Norman Wingate Pirie FRS (1907-1997) was a leading biochemist, trained in the laboratory of Royal Society President Sir Frederick Gowland Hopkins (1861-1947) and a colleague and friend of J.B.S.Haldane FRS (1892-1964). Pirie’s major research was conducted on tobacco mosaic virus with Frederick Bawden in the 1930s and 1940s and the pair demonstrated that ribonucleic acid was present in this and in other plant viruses. From 1940, Pirie worked at the Rothamsted Experimental Station in Hertfordshire, England, the longest established agricultural research venue in the world.

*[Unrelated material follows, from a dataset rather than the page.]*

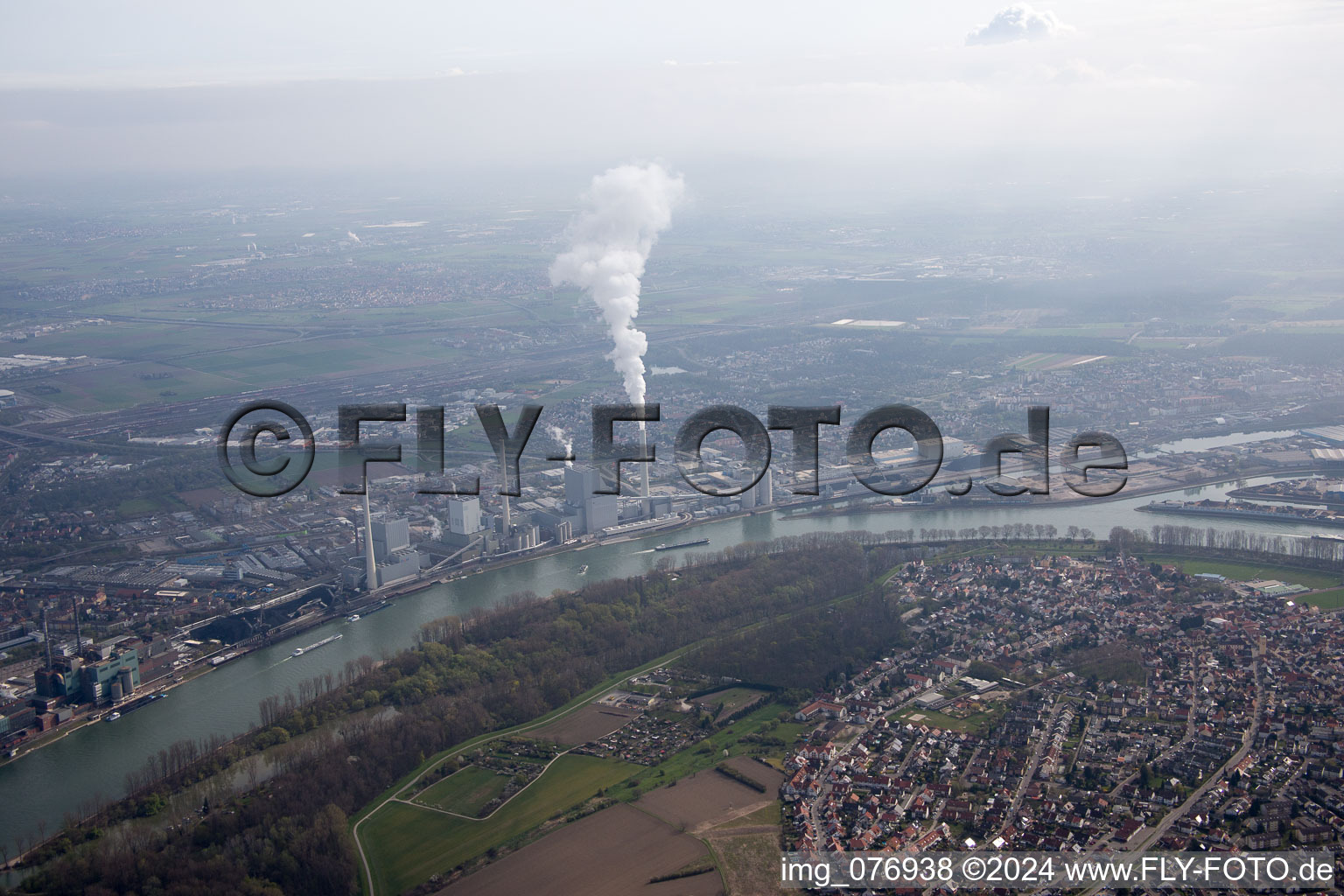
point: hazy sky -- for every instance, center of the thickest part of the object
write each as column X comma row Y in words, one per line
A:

In tandem with his other researches, Pirie began to investigate the potential of leaf protein for human nutrition. Always an unconventional thinker, Pirie reasoned that it would be more efficient to use grassland directly as a source of food for humans, rather than as fodder for cattle. Although the rationing environment of the Second World War gave an impetus to this kind of thinking, initially in association with Imperial Chemical Industries (ICI), Pirie was more interested in addressing the problems of famine and the varying distribution of food throughout the world.
Pirie’s work was not part of the regular research programme at Rothamsted, but was supported through external grants, particularly (from 1965) by the Wolfson Foundation. The main objective of his £6,000 allowance was to retain the staff and resources he needed in order to develop the technology to disrupt plant material, extract its juices, coagulate protein from this, and store it in dried form. Industrial-scale processing was not a possibility for Pirie’s limited funding; by the time of the Wolfson grant he had in mind small-scale presses that might be simple to operate and install at local level. Such machines – ‘Mechanical Cows’ – were patented and their nutritional products tested.
Although the science behind leaf protein was sound, the idea of dining on it did not catch on. Cultural resistance, engineering difficulties and continuing improvements in conventional agriculture were all cited as reasons against the widespread take-up of this imaginative, but ultimately doomed, initiative.